Gaps in graphs during sensors discovery run

Hi there,

I found some other posts for this, for example on reddit and so I came here to get this fixed. In my company we rely on the performance and statistics data that LibreNMS is collecting and presenting in nice graphs for us. We mostly need the graphs to track down issues with servers and to provide customers statistics about their servers.

We’re monitoring about 700 servers and are now facing the problem that snmp marks them down. To say it right away: We don’t use LibreNMS for icinga like monitoring. We don’t receive any notifications from it. We only use it for the collected data.

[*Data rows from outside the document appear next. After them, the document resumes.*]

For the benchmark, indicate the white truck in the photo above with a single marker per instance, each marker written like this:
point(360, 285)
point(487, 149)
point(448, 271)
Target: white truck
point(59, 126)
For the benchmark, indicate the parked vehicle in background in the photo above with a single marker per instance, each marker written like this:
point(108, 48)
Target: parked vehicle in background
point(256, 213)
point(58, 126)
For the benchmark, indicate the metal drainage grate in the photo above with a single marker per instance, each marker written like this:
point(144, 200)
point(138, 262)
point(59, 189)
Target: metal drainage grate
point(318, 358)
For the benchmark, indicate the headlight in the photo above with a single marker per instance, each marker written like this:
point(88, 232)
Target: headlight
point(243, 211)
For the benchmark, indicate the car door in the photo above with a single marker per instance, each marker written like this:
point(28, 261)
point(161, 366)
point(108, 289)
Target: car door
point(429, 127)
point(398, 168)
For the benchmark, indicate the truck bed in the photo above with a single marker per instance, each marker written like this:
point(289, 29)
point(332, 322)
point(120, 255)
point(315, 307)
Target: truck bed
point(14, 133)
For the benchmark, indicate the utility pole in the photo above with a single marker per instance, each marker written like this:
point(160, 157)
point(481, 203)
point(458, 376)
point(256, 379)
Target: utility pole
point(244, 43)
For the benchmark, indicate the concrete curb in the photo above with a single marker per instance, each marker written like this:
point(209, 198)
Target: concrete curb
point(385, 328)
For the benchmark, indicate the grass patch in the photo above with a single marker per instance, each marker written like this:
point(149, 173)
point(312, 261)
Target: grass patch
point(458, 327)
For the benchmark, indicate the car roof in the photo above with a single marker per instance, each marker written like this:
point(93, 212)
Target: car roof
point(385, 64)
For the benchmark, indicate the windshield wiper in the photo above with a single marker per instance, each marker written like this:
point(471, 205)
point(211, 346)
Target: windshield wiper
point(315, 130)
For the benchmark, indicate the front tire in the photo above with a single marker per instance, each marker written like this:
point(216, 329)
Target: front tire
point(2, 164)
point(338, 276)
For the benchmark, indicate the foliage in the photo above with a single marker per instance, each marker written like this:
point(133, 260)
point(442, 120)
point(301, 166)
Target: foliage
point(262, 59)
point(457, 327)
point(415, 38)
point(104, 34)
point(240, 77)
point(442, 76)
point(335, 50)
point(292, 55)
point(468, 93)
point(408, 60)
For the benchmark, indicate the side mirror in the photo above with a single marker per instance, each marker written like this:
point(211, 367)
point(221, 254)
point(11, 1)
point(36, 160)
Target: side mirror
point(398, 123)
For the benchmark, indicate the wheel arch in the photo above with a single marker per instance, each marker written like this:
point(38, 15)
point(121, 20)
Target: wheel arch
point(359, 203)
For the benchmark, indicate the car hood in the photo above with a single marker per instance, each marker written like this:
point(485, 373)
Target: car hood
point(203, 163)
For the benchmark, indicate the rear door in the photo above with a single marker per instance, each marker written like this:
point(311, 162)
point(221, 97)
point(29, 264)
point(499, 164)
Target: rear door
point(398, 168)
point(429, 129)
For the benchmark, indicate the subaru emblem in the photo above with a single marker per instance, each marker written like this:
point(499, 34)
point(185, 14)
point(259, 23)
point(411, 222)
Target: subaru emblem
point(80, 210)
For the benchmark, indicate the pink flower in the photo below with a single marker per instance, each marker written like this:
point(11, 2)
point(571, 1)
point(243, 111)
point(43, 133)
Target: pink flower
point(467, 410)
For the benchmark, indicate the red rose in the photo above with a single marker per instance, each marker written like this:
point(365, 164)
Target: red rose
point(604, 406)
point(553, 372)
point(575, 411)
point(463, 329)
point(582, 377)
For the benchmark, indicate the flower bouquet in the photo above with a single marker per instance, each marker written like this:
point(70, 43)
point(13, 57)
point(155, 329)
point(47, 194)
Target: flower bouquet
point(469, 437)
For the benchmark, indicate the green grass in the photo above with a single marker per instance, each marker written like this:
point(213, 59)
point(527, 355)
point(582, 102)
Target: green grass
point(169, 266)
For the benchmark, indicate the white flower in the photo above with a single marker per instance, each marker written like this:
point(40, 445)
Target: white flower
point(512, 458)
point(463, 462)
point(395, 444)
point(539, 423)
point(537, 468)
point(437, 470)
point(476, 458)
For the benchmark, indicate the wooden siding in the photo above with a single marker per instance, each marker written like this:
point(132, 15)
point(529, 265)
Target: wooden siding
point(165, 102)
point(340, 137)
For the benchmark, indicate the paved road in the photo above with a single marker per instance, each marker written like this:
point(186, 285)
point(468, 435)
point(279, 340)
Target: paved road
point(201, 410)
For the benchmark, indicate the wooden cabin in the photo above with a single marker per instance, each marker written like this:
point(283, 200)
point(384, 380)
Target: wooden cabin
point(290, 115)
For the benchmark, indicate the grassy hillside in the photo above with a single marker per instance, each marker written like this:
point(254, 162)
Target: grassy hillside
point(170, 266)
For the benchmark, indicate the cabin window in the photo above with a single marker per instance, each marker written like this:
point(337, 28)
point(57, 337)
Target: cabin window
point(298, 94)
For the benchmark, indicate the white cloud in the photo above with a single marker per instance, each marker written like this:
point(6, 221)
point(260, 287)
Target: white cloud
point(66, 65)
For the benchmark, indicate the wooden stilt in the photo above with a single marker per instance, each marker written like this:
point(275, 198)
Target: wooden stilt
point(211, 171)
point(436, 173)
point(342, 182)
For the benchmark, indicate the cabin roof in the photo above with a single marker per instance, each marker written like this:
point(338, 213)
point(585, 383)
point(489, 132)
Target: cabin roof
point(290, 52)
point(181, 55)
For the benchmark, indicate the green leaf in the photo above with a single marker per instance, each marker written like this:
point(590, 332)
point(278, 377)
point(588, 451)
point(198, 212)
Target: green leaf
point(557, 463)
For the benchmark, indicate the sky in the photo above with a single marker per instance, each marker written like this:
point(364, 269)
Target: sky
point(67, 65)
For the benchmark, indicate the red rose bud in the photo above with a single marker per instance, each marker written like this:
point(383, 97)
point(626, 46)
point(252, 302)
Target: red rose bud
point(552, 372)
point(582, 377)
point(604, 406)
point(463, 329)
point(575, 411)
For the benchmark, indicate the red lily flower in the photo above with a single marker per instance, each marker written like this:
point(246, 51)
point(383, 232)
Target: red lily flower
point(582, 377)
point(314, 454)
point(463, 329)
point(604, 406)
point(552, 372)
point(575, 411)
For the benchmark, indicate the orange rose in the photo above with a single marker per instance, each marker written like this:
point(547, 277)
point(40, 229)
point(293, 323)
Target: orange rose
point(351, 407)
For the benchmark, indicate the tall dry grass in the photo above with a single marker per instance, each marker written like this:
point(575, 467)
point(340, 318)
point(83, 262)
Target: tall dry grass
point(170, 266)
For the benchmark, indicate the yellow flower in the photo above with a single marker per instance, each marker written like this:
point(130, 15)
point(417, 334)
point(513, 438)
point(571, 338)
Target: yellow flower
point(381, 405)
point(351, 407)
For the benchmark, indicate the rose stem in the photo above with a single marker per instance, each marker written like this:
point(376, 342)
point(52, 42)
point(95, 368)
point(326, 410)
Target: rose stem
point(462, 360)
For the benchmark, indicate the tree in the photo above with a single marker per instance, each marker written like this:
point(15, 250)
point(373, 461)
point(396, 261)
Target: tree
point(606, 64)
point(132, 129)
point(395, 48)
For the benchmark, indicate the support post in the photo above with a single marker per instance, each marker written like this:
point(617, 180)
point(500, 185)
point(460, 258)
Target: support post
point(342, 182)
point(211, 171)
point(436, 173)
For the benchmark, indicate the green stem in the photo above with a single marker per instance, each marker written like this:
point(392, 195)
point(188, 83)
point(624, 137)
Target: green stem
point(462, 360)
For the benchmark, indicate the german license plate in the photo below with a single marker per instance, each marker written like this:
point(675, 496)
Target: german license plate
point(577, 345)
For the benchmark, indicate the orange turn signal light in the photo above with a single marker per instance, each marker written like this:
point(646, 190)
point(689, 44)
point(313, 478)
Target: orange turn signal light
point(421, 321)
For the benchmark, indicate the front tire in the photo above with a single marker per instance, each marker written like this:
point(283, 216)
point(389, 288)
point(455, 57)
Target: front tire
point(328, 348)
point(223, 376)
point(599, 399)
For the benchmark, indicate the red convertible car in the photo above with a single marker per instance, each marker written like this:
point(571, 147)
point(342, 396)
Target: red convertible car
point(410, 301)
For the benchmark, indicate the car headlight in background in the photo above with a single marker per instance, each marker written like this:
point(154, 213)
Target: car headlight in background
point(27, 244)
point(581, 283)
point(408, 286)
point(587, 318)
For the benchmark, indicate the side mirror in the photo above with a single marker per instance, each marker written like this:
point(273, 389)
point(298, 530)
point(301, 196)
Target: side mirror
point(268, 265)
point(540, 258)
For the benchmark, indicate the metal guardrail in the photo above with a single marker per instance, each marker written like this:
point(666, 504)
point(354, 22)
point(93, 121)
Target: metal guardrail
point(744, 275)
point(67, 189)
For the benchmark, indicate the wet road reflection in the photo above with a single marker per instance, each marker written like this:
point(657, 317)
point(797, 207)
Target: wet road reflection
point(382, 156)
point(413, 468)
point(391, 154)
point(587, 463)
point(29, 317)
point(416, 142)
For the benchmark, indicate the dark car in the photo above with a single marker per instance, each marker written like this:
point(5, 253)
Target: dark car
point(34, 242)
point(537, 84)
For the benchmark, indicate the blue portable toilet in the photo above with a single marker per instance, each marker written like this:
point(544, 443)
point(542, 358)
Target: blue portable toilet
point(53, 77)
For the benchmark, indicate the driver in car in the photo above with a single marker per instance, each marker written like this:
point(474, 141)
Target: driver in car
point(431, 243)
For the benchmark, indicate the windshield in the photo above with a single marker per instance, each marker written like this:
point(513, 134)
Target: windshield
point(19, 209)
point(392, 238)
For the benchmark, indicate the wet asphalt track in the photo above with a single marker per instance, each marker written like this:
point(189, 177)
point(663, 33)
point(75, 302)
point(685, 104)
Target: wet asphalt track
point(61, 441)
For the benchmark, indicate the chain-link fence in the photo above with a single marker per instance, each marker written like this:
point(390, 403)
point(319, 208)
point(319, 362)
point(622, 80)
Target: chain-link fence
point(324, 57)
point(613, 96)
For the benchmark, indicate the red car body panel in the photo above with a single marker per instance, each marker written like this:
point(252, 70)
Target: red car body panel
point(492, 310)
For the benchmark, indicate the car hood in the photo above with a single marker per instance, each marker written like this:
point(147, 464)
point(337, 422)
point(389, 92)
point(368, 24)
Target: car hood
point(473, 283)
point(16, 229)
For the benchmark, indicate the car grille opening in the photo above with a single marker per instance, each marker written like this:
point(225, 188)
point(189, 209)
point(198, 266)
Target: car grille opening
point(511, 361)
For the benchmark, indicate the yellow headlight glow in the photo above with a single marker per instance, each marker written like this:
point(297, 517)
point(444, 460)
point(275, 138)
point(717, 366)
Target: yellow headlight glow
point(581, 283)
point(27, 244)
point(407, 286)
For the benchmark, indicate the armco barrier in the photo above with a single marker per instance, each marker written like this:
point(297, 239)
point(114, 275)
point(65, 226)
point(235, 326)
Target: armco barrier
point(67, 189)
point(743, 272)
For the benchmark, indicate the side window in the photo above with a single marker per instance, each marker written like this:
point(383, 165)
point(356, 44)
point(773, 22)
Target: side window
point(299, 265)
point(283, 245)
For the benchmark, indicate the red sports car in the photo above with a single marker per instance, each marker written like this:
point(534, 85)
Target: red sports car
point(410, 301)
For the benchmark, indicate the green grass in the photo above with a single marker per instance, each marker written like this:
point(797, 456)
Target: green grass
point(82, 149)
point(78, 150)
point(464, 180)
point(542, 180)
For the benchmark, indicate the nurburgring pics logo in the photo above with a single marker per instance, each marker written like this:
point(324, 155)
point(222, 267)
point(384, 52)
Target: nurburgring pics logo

The problem is caused by the discovery cronjob. It takes mostly 4 minutes to query a host. Some slow devices like switches can take about 20 minutes to be finished. This way every 6 hours a new discovery process is started an then like 4 or 5 are running parallel. The problem is then that the polling is timing out (for LibreNMS) an it marks a host as down. Unfortunately the graphs will now show gaps and this is very bad in our usecase. After 45 minutes to two hours a host is marked up again and the graphs will continue to show data.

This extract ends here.